Germany’s anti-Islamic Pegida movement is in tatters after five of its leading members resigned in disgust, fearing it would be hijacked by the extreme right. They announced plans to set up a more moderate rival “direct democracy” protest group.
Pegida’s demise was as sudden as it was dramatic: earlier this month the populist movement, which is an acronym for Patriotic Europeans Against Islamisation of the West, shocked German mainstream parties when a record 25,000 supporters flocked to one of its regular Monday demonstrations in the eastern city of Dresden.
The movement’s adherents, whose number includes neo-Nazis and football hooligans as well as ordinary middle and lower-middle class Germans, say they fear Islam and being “swamped” by foreign immigrants. The protests have coincided with a record annual influx of more than 200,000 asylum-seekers.
Today, however, Pegida’s leadership was forced to cancel the movement’s next protest. It also faced the likelihood of further splits and confrontation with a new breakaway group which appeared to have ditched xenophobic protest in favour of a campaign for direct democracy.
“We want to re-group and re-form,” the five ex-Pegida leaders said following their resignation. “We want to fight for our objectives such as more direct democracy at a federal level,” they added, declaring that their new organisation would be named Movement for Direct Democracy in Europe.
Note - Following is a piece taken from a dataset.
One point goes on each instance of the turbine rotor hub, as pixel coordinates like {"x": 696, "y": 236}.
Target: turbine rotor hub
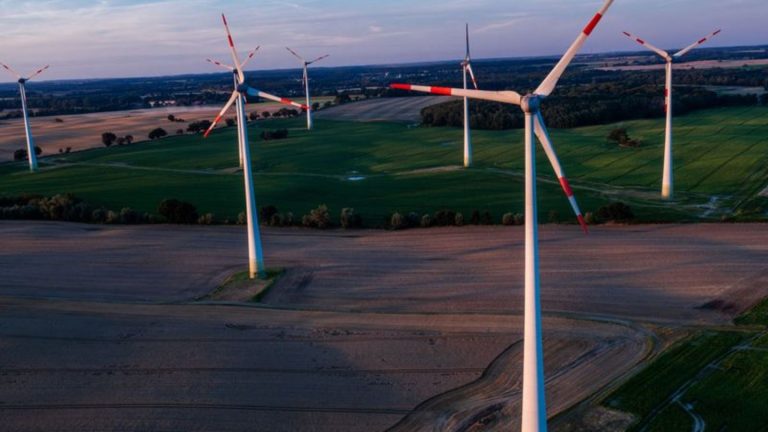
{"x": 530, "y": 104}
Pegida’s disintegration began just over a week ago after the movement’s 42-year-old leader Lutz Bachmann was forced to resign following the publication of photographs from his Facebook page. They showed him wearing a toothbrush moustache, posing as Adolf Hitler. “He’s back,” read an accompanying caption. Mr Bachmann, a trained cook with convictions for drink-driving and causing bodily harm, was also found to have used racist language on Facebook. He described asylum seekers and foreign immigrants as “cattle”, “riff raff, “a pack of dirt” and concluded: “There is no such thing as real war refugees.”
The revelations and a subsequent decision by state prosecutors to investigate Mr Bachmann for alleged incitement to racial hatred prompted him to resign as Pegida leader last Wednesday. He was replaced by the movement’s more moderate spokeswoman, Kathrin Oertel, 37, the only Pegida functionary to agree to be interviewed on German television.
Today, however, Ms Oertel and four other members of the 12-strong Pegida leadership committee resigned from the organisation. She said one of the main reasons for their decision was Mr Bachmann’s continued presence on the leadership committee despite his racist Facebook comments and Hitler posturing.
“We are not prepared to go on supporting this,” Ms Oertel said. She added that there were fears Pegida was in danger of being taken over by the far right. “We are also clearly distancing ourselves from extreme right-wing tendencies,” she said.
Her remarks were directed at Mr Bachmann and Pegida’s Leipzig-based sister organisation Legida, which is regarded as a militant far-right grouping in which racism and conspiracy-theory doctrine abound. Legida has attracted several thousand supporters to its rallies. Many of its adherents believe in racial supremacy, advocate a rapprochement with Russia and the withdrawal of US forces from Germany.
In recent weeks Pegida’s leadership committee has been immersed in a bitter dispute over whether to join forces with Legida, which is scheduled to hold its next protest in Leipzig on Friday.
The future of Pegida remained uncertain last night. There was speculation that the movement could split again into two groups: one around Mr Bachmann and the other around what was left of Pegida’s leadership committee.
Pegida has plans for further demonstrations in February. The mass circulation Bild newspaper surmised that they could degenerate into farcical rival protests with “Pegida demonstrating against Pegida”. Der Spiegel noted that Pegida would also face competition from the direct democracy movement, which is also planning demonstrations.
Germany’s main parties were scarcely able to conceal their delight at the prospect of Pegida’s total implosion. The movement has deeply worried mainstream politicians, with many MPs at odds over how best to respond to such a spontaneous grassroots, yet xenophobic organisation.
Chancellor Angela Merkel used a New Year’s speech to condemn it. She asked people to stay away from Pegida demonstrations and said the movement’s supporters bore “hatred in their hearts”. However, her Vice-Chancellor, the Social Democrat leader Sigmar Gabriel admitted this week that he had attended a Dresden forum and talked with Pegida supporters.
Germany’s Eurosceptic group, Alternative for Germany (AfD), is the only party to openly court Pegida. It is likely to decide on its future relations with the movement at a party conference in Bremen this weekend. A senior AfD leader said he opposed joining forces with Pegida.